"I know what conscience is, to begin with. It is not what you told me it was. It is the divinest thing in us. Don't sneer at it, Harry, any more - at least not before me. I want to be good. I can't bear the idea of my soul being hideous." Oscar Wilde (The Picture Of Dorian Gray)

3.2.09

The G-Force has done it again!

Spoke to Greg again today (after a week and a half); he told me that he broke up with Claudia (he was in this love-triangle thing with her and Jaron)(I didn't quite get that, but then again.. I don't think he did either). I asked him why and then soon changed my mind; I did not want to know about anything anymore. His life is his and no matter how he lives it,- I can't do anything about it. It's not like I'll ever be a real part of it anyway. I'll never figure this guy out.
I said: '..or do you just not want to talk about it? That's fine too,' to which he answered: 'Well, just been down for a bit and things did not go that well, but now things go well again and I'm back with Christine.'

Christine is the ex-girlfriend, who is now no longer to be considered 'the ex', but 'the girl'.
Yes, this was the one he still wasn't over when I met him. In fact: the night we met, they had broken up. This was the one that would take him a while to forget, to get over it.
And now they're back together; just like that.

I don't think anyone knows what this does to me right now. I hardly know myself. It's so hard to explain, because I haven't had any sleep for the past 3 days (this is the 4th night in a row I can't sleep) and that is quite getting to me now (it is about 3:35am right now). I'm so tired and I'm hallucinating things (this is what happens with everyone, if you don't sleep regularly/well).. It is freaky, very freaky.

But I can at least try to say something about all this..

It's just that Tim moved on so quickly, so easily. And this made me realise how easily Greg disappeared as well. Why? Why can't I hold onto people?
It just makes me wonder what's wrong with me, when people leave like this, that's all.




Edit: May I please add that Greg and I were not together, in any way whatsoever. Just so there won't be any misunderstandings and stuff..
"I fake a smile so he won't see."



4 comments:

Eduardo Palandi said...

será que há mesmo algo de errado contigo, Camilla? pode ser apenas falta de sorte, já que nem sempre acertamos de primeira - especialmente no amor - e que, como te disse, nossas vidas, ao contrário dos filmes, não duram apenas duas horas.
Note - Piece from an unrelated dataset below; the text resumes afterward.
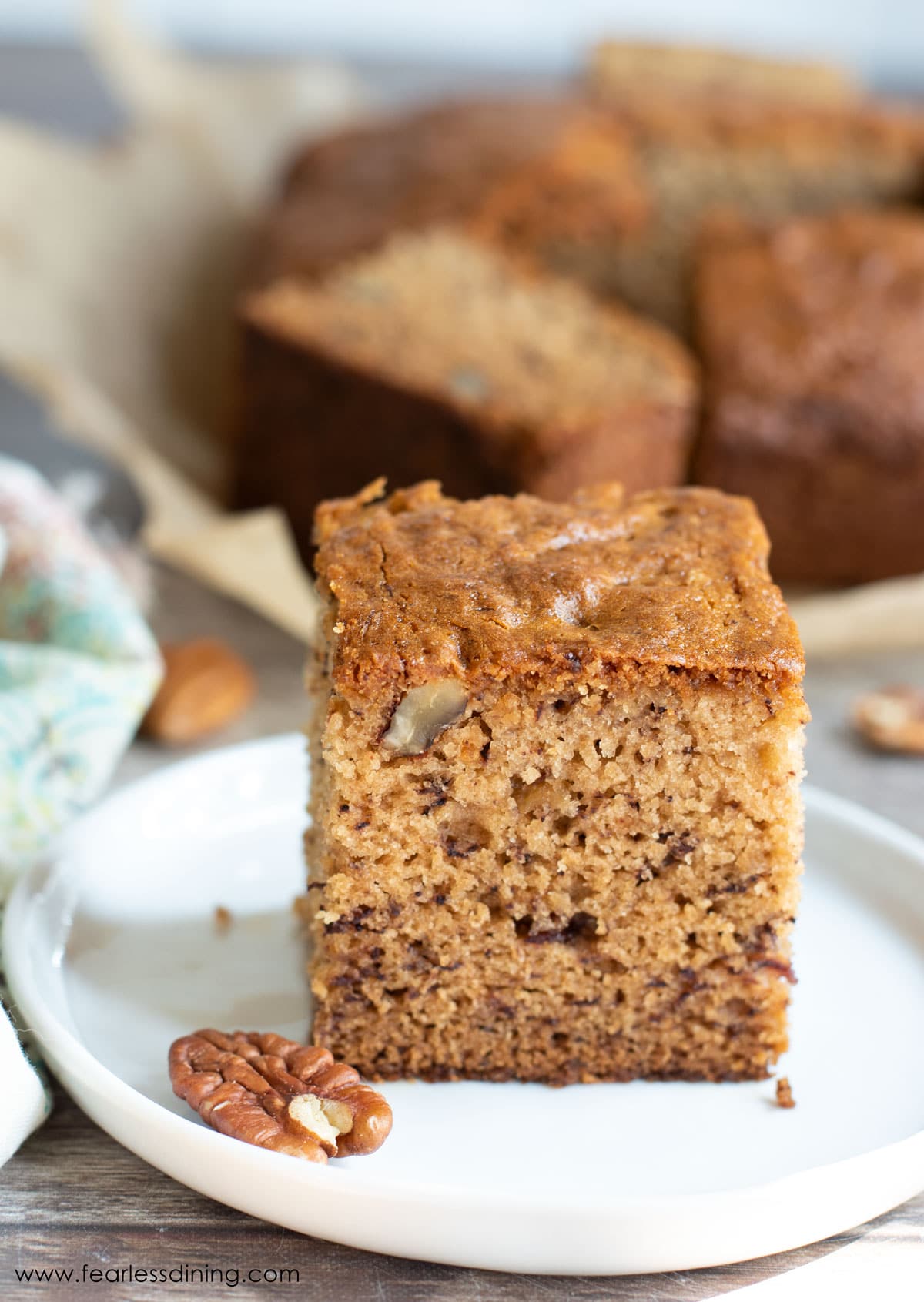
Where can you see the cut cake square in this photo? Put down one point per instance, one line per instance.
(439, 357)
(812, 336)
(556, 818)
eu adoptei o lema de um amigo meu: "fazendo errado até dar certo". ou seja: tentar quantas vezes forem necessárias, assim como tu. há uma velha canção dos Pulp chamada "Sylvia", cujo refrão diz o seguinte:

So keep believing
and do what you do,
I can't help you but I know things are gonna get better.
And please stop asking what it's got to do with you.
Oh, keep believing cos you know that you deserve better.


vá ouvi-la e coloque um sorriso no rosto, sim? :)

beijo,

Eduardo

Anonymous said...

Look, there's nothing wrong with you. Just because you don't have a new boyfriend in two weeks makes you only more human.

Camilla said...

Dankje, Marc. Het gaat er niet om dat ik geen nieuw vriendje heb na 2 weken,- het gaat erom dat ik niet de moeite waard lijk te zijn voor mensen om herinnerd te worden, terwijl ze me wel zeggen dat ze dat zullen doen. Of de woorden betekenen niets meer, omdat ze door de jaren door teveel gebruik zijn gaan beginnen te slijten. Het is of dat, of ik ben gewoon een vlekje op hun ziel, wat na een bepaalde tijd door de regen wegspoelt.
Dat is niet echt een fijne gedachte.

DMF said...

Olá Camila!!! Há algo de injustiça nesta coisa de variar muito. Não chegas a conhecer ninguiém devidamente e ninguém te chega a conhecer devidamente a ti. Ou seja, no meu entender, também as relações têm que ter um pouco de paciência. Se gostamos mesmo, devemos APROFUNDAR, que é olhar para o outro sem pressa e querer o melhor para ele, não para nós. Não esquecer que a essência do amor é dar, muito mais do que receber.